Creating the Bolt Compiler: Part 7
A Protobuf tutorial for OCaml and C++
October 03, 2020
8 min read
Now that we’ve desugared our language into a simple “Bolt IR” that is close to LLVM IR, we want to generate LLVM IR. One problem though, our Bolt IR is an OCaml value, but the LLVM API we’re using is the native C++ API. We can’t import the value directly into the C++ compiler backend, so we need to serialise it first into a language-independent data representation.
Hey there! If you came across this tutorial from Google and don’t care about compilers, don’t worry! This tutorial doesn’t really involve anything compiler-specific (it’s just the illustrative example). If you care about OCaml then the first half will be up your street, and if you’re here for C++ you can skip the OCaml section.
Protocol Buffers Schema
Protocol buffers (aka protobuf ) encodes your data as a series of binary messages according to a given schema. This schema (written in a .proto
file) captures the structure of your data.
Each message contains a number of fields.
Fields are of the form modifer type name = someIndex
Each of the fields have a modifier: required
/ optional
/ repeated
. The repeated
modifier corresponds to a list/vector of that field. e.g. repeated PhoneNumber
represents a value of type List<PhoneNumber>
.
For example, the following schema would define a Person in a contact book. Each person has to have a name and id, and optionally could have an email address. They might have multiple phone numbers (hence repeated PhoneNumber
), e.g. for their home, their mobile and work.

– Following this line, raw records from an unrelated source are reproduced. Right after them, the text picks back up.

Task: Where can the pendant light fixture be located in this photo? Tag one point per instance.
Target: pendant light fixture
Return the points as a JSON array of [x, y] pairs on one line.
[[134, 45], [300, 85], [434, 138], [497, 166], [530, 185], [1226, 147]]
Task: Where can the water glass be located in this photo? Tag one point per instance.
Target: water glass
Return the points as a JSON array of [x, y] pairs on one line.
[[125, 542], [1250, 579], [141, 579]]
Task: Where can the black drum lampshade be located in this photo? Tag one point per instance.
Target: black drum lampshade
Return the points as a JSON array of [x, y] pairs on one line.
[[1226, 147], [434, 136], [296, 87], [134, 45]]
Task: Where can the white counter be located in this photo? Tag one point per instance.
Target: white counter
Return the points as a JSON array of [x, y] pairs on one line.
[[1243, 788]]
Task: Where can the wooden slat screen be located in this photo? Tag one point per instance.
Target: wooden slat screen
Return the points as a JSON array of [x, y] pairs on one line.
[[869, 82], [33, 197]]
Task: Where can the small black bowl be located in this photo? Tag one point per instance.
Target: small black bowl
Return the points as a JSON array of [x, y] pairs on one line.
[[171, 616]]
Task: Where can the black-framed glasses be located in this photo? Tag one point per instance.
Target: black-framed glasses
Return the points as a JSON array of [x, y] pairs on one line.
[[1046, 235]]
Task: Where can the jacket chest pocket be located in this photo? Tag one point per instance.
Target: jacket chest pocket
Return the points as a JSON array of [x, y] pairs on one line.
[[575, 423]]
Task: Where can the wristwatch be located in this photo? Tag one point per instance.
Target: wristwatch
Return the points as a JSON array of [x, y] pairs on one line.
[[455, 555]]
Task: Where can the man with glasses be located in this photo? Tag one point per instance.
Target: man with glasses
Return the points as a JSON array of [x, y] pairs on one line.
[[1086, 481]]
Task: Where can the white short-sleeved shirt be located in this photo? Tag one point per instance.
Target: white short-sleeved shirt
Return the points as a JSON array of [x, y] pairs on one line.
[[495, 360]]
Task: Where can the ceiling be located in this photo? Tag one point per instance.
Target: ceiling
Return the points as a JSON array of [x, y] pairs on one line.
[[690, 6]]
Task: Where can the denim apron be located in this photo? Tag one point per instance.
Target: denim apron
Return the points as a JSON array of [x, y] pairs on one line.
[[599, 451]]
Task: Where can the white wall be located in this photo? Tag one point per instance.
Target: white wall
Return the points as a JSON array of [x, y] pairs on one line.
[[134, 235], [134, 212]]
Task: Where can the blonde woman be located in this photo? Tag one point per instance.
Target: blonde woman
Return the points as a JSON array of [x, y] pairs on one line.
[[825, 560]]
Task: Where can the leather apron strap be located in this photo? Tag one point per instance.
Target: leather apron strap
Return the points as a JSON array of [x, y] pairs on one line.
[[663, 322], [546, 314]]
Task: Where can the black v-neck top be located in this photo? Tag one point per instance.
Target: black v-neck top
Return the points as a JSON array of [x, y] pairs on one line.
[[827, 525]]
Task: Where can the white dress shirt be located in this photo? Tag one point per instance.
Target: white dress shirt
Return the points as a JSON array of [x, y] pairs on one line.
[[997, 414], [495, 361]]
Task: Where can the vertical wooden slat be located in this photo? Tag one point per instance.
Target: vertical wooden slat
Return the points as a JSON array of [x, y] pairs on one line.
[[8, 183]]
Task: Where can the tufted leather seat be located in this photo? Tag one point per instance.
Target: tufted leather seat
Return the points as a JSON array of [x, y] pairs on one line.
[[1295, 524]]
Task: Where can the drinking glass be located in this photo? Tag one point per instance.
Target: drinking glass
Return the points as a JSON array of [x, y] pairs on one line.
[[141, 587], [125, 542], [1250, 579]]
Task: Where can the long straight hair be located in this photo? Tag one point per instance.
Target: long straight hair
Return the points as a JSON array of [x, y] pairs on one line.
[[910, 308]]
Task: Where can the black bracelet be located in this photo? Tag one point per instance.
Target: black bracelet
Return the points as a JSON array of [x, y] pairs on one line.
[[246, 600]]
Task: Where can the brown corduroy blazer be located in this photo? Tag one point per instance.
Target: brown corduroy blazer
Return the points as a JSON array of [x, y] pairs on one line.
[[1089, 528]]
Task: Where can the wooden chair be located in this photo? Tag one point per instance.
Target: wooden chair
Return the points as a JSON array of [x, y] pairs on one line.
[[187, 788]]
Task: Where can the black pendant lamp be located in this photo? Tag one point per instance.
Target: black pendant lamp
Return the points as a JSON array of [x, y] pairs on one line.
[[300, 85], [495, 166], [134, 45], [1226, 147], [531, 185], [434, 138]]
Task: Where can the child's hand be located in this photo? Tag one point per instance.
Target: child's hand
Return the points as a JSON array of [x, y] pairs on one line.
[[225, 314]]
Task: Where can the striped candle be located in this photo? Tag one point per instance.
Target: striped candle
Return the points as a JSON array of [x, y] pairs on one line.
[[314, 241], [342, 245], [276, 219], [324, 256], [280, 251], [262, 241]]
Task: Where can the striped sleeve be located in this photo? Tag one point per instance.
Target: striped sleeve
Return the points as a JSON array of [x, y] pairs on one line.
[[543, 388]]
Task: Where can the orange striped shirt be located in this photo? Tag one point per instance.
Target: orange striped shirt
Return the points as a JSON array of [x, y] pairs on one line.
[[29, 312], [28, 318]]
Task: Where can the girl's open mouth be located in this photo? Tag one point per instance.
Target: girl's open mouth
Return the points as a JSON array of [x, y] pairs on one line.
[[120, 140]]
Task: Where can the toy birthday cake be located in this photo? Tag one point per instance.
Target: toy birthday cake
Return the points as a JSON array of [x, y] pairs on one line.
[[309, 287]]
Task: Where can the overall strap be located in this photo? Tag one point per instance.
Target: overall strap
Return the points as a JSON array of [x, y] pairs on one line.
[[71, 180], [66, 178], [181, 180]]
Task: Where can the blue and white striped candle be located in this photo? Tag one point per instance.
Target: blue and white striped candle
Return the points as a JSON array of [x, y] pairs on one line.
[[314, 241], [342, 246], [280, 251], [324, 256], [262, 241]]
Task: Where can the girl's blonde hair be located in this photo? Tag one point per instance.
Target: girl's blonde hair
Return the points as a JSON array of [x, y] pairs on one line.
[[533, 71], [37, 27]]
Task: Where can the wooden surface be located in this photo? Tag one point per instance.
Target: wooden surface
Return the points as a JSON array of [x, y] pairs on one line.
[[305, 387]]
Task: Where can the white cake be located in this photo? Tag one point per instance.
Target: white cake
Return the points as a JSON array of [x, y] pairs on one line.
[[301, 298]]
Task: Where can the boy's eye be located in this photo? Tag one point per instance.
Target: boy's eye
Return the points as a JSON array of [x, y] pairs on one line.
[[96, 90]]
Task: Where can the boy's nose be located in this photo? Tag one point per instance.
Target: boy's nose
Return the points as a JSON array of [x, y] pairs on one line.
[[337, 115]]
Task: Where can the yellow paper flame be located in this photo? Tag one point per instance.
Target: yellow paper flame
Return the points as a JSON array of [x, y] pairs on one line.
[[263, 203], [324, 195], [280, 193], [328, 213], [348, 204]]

message Person {required string name = 1;required int32 id = 2;optional string email = 3;enum PhoneType {MOBILE = 0;HOME = 1;WORK = 2;}message PhoneNumber {required string number = 1;optional PhoneType type = 2 [default = HOME];}repeated PhoneNumber phones = 4;}
Note here within the schema for a Person
message, we also number the fields (=1
, =2
, =3
, =4
). This allows us to add fields later without altering the existing ordering of fields (so you can continue to parse these fields without having to know about new fields).
Every time we want to add a new “type” of field, we define a schema (just like how you might define a class to add a new type of object). We can even define a schema within another schema, e.g. within the schema for a Person
, we defined the schema for the PhoneNumber
field.
We can also define the schema for an enum type PhoneType
. This enum acted as a “tag” for our phone number.
Now, just as you might want a field to be one of many options (specified by the enum type), you might want the message to contain exactly one of many fields.
For example in our compiler we might want to encode an identifier as one of two options. Here we don’t want to store data in an index field if we’ve tagged it as a Variable
.
type identifier =| Variable of string| ObjField of string * index (* name and field index *)
In our protobuf, we can add fields for each of these options, and use the keyword oneof
to specify that only one of the fields in that group will be set at once.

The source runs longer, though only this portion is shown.